Police, both in riot gear and plainclothes, entered some of the malls and at least one arrest was made after officers pushed back a crowd using pepper spray. Most shops had to close.
It was the latest sign social unrest was resurfacing in Hong Kong as the city has proven relatively successful at tackling the coronavirus, having recorded 1,051 cases and four deaths.
While the government has allowed bars, gyms and cinemas to reopen and civil servants to come back to work, it maintains that group gatherings should be limited to eight people.
Lam, who turns 63, is the Chinese-ruled city’s least popular leader since its handover from Britain in 1997, having tried to push a bill that would have allowed extraditions to mainland China last year, sparking large-scale, often violent protests.
“I wish Carrie Lam can live a long life so that she can bear the responsibility of the decisions she made,” 20-year-old protester Ken said. “We will continue to resist. If we don’t try to fight, they will just try to suppress us more severely.”
In the New Town Plaza mall in the working class Sha Tin district, protesters hung up banners reading “Liberate Hong Kong, Revolution of our Times,” and chanted “There are no rioters, only tyranny” and “Disband Hong Kong police.”
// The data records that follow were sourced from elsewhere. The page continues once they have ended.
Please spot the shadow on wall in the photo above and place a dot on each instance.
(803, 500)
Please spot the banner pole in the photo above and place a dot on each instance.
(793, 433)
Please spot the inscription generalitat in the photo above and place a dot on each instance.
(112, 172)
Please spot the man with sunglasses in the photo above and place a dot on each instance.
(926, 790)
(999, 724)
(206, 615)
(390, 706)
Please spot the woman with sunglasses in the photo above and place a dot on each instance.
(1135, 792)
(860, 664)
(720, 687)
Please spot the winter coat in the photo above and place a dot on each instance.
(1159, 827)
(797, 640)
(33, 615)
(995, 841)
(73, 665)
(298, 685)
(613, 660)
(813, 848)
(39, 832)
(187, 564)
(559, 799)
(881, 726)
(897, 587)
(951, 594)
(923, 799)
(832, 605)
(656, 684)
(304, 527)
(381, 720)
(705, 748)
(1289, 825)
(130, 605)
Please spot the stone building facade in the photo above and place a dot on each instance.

Last week, Lam said on Facebook that a purse sent by post as a gift from her family for Mother’s Day had security staff on their toes after repeated bomb threats in recent months.
In Sha Tin, protesters taped posters with her face on glass windows, one reading “Happy birthday and go to hell soon” and another “Because of you, many didn’t have a happy Mother’s Day.”
Social distancing rules imposed to help contain coronavirus contagion has largely put a brake on protests since January.
But, after clashes with the police at the weekend in which 230 were arrested, demonstrations are expected to pick up steam again into the summer, especially amid fears the coronavirus is distracting the international community, potentially offering a window of opportunity for a stronger security crackdown.
Although the extradition bill has been scrapped, protesters continue to demand an independent inquiry into the police handling of protests last year, as well as universal suffrage - a promise enshrined in the city’s mini-constitution.
Pro-democracy demonstrators are further incensed by renewed calls from Beijing and pro-government officials in Hong Kong to enact national security legislation, known as Article 23, which is also a requirement of the Basic Law.
A previous attempt to pass such legislation in 2003 was met with mass protests amid fears it would erode the city’s liberties, agreed with Britain as part of the “one country, two systems” handover deal in 1997.
Communist authorities in Beijing deny interference in Hong Kong, blaming “foreign forces” for protracted unrest.
China’s Hong Kong affairs office warned last week that the city would never be calm unless “black-clad violent protesters” were all removed, describing them as a “political virus” that seeks independence from Beijing.